On Fri, May 22, 2026 at 11:49 AM Jarek Potiuk <[email protected]> wrote:

> Good point. The idea here was to show not only the failures (which are in
> CI) but also to give the author very clear instructions on where to look
> for documentation explaining what to do and what the next steps are. It's
> not only for human authors but also for agents - if somebody tells their
> agent (if they still care), "fix #PR," the link to documentation explaining
> the issue and ways to fix it narrows the context for the agent, making it
> more likely that the issues will be fixed.
>
> And I think some of the issues you pointed out might indeed be quite
> small, but the others just a little. I think the biggest change I see can
> be done quickly is to stop listing the failed job (as you said it's all
> there already). Examples:
>
> ----
>
> @Lougarou Converting to draft — this PR doesn't yet meet our Pull Request
> quality criteria.
>
> ❌ Kubernetes tests — Failing: Kubernetes tests / K8S
> System:LocalExecutor-3.10-v1.30.13-false, Kubernetes tests / K8S
> System:KubernetesExecutor-3.10-v1.30.13-false, Kubernetes tests / K8S
> System:CeleryExecutor-3.10-v1.30.13-true, Kubernetes tests / K8S
> System:LocalExecutor-3.10-v1.30.13-true, Kubernetes tests / K8S
> System:CeleryExecutor-3.10-v1.30.13-false (+1 more). See docs.
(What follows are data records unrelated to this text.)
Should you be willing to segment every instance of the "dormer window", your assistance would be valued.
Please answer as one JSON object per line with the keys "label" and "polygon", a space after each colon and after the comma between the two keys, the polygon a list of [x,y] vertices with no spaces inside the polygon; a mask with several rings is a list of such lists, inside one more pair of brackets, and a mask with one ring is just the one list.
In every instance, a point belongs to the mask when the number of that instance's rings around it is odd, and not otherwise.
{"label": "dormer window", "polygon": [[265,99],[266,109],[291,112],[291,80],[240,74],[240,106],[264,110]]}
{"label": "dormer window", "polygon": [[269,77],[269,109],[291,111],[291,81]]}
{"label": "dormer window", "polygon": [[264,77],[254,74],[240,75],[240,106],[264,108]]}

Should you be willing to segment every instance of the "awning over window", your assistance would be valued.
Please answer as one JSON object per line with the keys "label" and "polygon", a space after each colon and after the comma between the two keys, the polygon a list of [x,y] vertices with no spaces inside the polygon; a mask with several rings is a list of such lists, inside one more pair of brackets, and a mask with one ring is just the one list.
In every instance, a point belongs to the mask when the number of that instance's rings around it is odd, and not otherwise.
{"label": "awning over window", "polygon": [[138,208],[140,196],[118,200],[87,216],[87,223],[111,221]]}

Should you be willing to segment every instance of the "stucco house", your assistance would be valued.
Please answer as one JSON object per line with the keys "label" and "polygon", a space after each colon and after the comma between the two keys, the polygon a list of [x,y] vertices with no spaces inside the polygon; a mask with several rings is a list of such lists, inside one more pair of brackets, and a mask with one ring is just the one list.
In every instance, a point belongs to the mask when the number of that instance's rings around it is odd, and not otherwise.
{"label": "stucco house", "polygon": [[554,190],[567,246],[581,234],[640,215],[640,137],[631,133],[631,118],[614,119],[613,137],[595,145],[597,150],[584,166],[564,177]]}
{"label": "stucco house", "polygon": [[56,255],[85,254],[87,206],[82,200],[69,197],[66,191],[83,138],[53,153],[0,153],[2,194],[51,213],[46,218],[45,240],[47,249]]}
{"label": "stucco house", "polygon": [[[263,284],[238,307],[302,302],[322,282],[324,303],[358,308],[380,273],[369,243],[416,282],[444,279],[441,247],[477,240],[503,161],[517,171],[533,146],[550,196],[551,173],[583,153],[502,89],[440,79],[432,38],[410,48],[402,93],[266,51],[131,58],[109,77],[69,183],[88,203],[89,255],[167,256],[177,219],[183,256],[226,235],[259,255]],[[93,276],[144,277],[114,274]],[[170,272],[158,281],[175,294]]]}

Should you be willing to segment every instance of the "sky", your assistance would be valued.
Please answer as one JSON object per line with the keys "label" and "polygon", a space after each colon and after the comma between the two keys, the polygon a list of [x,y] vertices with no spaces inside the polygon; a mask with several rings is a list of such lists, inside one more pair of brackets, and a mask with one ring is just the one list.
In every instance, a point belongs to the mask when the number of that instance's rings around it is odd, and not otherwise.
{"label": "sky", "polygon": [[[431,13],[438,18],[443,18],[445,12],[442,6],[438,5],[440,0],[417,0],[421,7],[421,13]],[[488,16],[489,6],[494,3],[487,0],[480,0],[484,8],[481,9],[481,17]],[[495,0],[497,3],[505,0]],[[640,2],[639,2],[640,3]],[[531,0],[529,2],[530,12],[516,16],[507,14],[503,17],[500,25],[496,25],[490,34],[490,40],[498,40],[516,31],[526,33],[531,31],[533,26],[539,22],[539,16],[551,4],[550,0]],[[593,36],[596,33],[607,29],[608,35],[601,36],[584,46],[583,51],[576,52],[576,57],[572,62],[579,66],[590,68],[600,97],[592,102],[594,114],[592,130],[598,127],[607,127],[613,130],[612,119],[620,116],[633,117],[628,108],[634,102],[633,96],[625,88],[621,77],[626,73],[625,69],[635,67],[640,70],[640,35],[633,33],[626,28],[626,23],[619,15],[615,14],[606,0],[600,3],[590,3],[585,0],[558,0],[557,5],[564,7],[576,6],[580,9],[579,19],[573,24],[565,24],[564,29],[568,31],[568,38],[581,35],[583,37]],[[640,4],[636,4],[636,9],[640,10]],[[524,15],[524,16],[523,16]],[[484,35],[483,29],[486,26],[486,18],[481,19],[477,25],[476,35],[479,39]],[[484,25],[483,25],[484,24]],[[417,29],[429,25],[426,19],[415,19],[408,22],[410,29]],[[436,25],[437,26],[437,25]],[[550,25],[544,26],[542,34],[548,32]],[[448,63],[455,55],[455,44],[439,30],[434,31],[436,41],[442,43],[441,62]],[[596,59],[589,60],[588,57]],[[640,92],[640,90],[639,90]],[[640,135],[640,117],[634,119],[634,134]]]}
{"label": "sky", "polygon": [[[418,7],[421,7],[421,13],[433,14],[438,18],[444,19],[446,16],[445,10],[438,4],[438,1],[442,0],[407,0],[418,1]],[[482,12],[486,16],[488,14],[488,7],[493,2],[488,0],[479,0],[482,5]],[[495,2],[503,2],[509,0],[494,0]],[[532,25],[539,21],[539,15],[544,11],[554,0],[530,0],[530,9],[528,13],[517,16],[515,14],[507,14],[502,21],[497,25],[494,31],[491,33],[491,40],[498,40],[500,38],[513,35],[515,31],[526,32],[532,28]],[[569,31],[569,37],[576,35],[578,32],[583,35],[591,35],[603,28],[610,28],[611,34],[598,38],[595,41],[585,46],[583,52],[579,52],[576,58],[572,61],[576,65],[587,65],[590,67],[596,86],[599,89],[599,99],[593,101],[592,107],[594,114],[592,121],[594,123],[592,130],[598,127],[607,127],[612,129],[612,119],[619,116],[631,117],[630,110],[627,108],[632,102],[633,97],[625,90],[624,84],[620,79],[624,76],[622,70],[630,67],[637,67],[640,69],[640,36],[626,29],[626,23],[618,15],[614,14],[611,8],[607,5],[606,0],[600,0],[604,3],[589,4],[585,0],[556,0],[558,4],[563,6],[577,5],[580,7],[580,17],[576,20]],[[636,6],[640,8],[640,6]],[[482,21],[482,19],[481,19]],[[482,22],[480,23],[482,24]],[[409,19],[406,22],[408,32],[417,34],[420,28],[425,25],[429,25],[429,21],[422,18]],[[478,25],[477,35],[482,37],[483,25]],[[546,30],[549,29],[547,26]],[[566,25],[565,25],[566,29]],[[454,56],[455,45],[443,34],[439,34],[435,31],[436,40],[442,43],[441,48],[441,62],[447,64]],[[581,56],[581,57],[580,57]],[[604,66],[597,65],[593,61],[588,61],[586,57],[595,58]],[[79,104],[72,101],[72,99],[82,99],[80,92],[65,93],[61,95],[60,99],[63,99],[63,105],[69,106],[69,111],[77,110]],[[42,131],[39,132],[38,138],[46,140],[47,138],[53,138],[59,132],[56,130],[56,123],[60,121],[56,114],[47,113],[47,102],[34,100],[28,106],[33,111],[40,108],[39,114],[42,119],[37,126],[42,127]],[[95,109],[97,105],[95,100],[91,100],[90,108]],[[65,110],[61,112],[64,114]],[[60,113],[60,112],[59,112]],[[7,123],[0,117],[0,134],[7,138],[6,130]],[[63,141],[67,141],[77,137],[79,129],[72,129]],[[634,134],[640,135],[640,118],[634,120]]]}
> ❌ Provider tests — Failing: Low dep tests: providers /
> All-prov:LowestDeps:14:3.10:cncf.kubernetes, Low dep tests: providers /
> All-prov:LowestDeps:14:3.10:amazon...apache.flink, Low dep tests: providers
> / All-prov:LowestDeps:14:3.10:google, Non-DB tests: providers /
> Non-DB-prov::3.10:amazon...google, provider distributions tests / Compat
> 3.2.1:P3.10: (+4 more). See docs.
> ❌ Other failing CI checks — Failing: Sqlite tests: core /
> DB-core:Sqlite:3.10:Always, Postgres tests: core /
> DB-core:Postgres:14:3.10:Always, MySQL tests: core /
> DB-core:MySQL:8.0:3.10:Always, MyPy providers checks. See docs.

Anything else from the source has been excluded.